Reportage aux côtés de ces femmes et de ces hommes qui, bien plus que d’assurer une multitude de tâches administratives, sont souvent les premiers à qui les patients vont se confier.

Les premiers rayons gagnent, peu à peu, l’immense hall d’entrée de l’hôpital d’Yverdon-les-Bains. Il est un peu moins de 6 heures, ce lundi matin, et alors que l’imposant plafonnier, ersatz de soleil manifestement dopé au carotène, cède gentiment sa place à une lumière plus naturelle, dans ce même hall débute l’étrange chorégraphie de cette machine à nettoyer les sols, assourdissante. À l’intérieur de la demi-lune de verre, manière de tour de contrôle au coeur de laquelle, jour après jour, oeuvrent les réceptionnistes, l’écho des plaintes de cet étrange « monstre polisseur » vient mettre un terme à la sérénité qui, une fois n’est pas coutume, a prévalu durant la nuit qui s’achève.

Santiano

Au pied du grand escalier en colimaçon qui mène aux urgences pédiatriques, qui conduit au soulagement, un petit bonhomme chantonne, avec plus ou moins de justesse, cet air connu qui relate les aventures d’un fameux trois-mâts fin comme un oiseau. « C’est l’un des aspects de ce métier que je préfère », lance alors la réceptionniste qui, seule durant cette nuit de Brandons, a assuré la multitude de tâches qui incombent à son poste – notamment l’accueil des patients, la permanence téléphonique, les admissions, la création des dossiers d’hospitalisation d’urgence, la gestion du parking, la gestion des alarmes et des pannes techniques ainsi qu’un peu de saisie de données administratives pour tuer le temps, au cas où. Difficile, en effet, de ne pas se sentir soudain débordé d’un étrange mélange de soulagement et de joie à la vision de ce jeune matelot qui, il y a quelques heures à peine, passait la porte tambour de l’Hôpital d’Yverdon-les-Bains recroquevillé dans les bras de sa mère, le souffle court, les yeux embués et le moral aux tréfonds.

Ce que je préfère de ce métier : voir les gens repartir en allant mieux.

« Oui, c’est vraiment l’un des aspects que je préfère de ce métier : voir les gens repartir en allant mieux », répète la réceptionniste. Tant que, nous aussi, nous finirons d’ailleurs par nous prendre au jeu, empathie oblige – l’une des qualités sine qua non de l’accomplissement du rôle de réceptionniste.

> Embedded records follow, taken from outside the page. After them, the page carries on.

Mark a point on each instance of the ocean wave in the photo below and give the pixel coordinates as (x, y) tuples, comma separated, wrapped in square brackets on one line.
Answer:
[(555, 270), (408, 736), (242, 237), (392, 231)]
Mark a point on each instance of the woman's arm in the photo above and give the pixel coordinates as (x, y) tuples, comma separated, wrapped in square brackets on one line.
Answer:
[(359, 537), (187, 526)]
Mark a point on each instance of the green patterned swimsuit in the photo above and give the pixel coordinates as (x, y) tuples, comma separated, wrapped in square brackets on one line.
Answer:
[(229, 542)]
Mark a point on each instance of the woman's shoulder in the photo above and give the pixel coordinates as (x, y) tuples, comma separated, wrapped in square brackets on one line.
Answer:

Difficile, en effet, de ne pas se soucier de ce qu’il advient de tous ces patients que l’on accompagne dans leur entrée, mais quasi jamais dans leur sortie.

Les abeilles

Il est 7 heures, nous sommes lundi matin et, en semaine, c’est généralement à cette heure que la métamorphose opère, que le papillon de nuit qui a accompagné les patients dès leurs premiers pas à l’intérieur de l’hôpital – parfois, en amont, au téléphone – laisse alors sa place à ses collègues qui, dès lors, vont plus s’apparenter à des abeilles dans une ruche, sensation provoquée non seulement par la masse des tâches à effectuer que trahissent, dans le moindre recoin jadis disponible, les diverses listes de procédures, de numéros et autres mémos affichés çà et là, mais également par l’espace restreint au sein duquel elles devront être menées.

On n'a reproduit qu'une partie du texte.